[warhau]

Thanks everyone. With the new redirect code, I can got straight in via our SOAP authentication.

I did have a problem with jaikumarm's patch code, when retaining client-side MD5 encoding. The last line "do_login_redirect()" was causing a loop and eventual PHP memory crash. This appears to be due to the global_complete hook being called in print_output in functions.php, which was looping back into the login process. In the original code, there was a line:

$vbulletin->GPC['vb_login_password'] = '';

This kept the plugin from firing when global_complete was called. Without vb_login_md5password being cleared, the plugin was firing everytime it would reach "do_login_redirect()", resulting in the loop.

I also notice that in jaikumarm's code, he is still using

$vbulletin->GPC['vb_login_password']

in his call to verify_authentication.
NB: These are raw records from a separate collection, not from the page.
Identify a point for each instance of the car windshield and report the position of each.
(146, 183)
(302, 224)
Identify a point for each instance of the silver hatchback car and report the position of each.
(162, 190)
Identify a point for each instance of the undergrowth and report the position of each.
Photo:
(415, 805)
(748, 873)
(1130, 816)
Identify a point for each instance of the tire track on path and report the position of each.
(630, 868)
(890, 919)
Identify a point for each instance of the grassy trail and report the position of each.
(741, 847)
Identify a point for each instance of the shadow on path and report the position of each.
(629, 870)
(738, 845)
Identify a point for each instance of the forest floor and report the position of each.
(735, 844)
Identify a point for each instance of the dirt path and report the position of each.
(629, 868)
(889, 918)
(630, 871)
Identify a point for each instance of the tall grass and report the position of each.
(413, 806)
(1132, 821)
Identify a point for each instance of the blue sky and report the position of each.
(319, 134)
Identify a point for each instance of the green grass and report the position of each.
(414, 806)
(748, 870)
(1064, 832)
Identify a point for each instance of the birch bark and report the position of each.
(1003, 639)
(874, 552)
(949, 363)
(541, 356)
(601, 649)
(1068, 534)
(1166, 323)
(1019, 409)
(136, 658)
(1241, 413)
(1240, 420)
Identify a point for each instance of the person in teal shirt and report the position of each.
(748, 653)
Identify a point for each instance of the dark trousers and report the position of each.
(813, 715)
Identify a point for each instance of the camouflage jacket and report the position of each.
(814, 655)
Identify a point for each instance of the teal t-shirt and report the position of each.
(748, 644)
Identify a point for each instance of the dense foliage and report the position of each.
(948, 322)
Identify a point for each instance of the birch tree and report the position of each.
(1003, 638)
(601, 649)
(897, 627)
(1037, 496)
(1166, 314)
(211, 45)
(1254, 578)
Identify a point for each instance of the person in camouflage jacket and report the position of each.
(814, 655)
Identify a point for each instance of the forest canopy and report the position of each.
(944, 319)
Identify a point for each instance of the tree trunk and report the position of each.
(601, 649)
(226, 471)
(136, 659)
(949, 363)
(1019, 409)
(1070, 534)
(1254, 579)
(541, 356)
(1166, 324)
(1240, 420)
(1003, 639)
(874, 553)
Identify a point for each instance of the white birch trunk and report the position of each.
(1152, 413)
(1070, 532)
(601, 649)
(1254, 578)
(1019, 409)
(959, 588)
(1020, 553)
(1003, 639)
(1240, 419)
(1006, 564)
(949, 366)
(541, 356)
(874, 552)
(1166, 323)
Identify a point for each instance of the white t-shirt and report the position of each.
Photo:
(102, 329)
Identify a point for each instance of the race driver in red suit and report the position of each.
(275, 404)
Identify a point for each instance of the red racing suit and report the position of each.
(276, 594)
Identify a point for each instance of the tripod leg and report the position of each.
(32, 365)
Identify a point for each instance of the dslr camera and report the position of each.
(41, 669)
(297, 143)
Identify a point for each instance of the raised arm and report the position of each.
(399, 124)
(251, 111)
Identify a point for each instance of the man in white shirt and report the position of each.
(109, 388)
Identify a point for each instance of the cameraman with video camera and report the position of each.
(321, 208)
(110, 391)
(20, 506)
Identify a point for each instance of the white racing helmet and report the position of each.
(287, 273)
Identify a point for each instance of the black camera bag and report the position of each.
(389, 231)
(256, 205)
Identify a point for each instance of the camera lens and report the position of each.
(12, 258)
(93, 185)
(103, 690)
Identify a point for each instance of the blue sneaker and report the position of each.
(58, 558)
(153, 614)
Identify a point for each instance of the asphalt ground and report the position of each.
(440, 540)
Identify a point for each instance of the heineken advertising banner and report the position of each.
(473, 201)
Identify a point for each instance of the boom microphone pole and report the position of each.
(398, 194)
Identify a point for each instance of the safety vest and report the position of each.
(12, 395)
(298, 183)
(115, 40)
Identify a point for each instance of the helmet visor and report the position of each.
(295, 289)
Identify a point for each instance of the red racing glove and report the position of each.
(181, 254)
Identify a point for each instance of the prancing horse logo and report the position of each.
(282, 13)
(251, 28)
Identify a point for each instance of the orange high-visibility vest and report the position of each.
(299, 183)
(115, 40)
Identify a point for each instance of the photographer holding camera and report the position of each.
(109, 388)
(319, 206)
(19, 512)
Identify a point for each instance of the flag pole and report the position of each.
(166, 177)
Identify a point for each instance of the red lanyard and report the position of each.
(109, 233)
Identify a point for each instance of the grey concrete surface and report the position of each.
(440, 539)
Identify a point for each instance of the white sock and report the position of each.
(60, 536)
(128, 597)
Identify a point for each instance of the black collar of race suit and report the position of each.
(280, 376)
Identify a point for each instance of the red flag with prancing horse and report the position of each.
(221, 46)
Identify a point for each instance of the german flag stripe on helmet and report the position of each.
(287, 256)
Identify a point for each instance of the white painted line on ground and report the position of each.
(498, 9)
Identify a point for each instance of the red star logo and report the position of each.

Theoretically, as part of the original code, isn't vb_login_password empty at this point? I'm not sure how verify_authentication would work there with a blank password. Anyway, I didn't have problem with that, but I did have to clear vb_login_md5password just prior to calling do_login_redirect, since my opening logic in the plugin prevents firing if md5 password is empty.

Finally, in the original code, I noticed:

$vbulletin->GPC['cookieuser'] = $vbulletin->GPC['vb_login_username'];

As I was going through login.php, I noticed that it looks like cookieuser is supposed to be BOOL. Not sure this would cause any problems, but I just removed the line completely and everything works fine.

Thanks to Haqa for a good example, that allowed me to write exactly what I needed, and to jaikumarm for helping to complete the puzzle!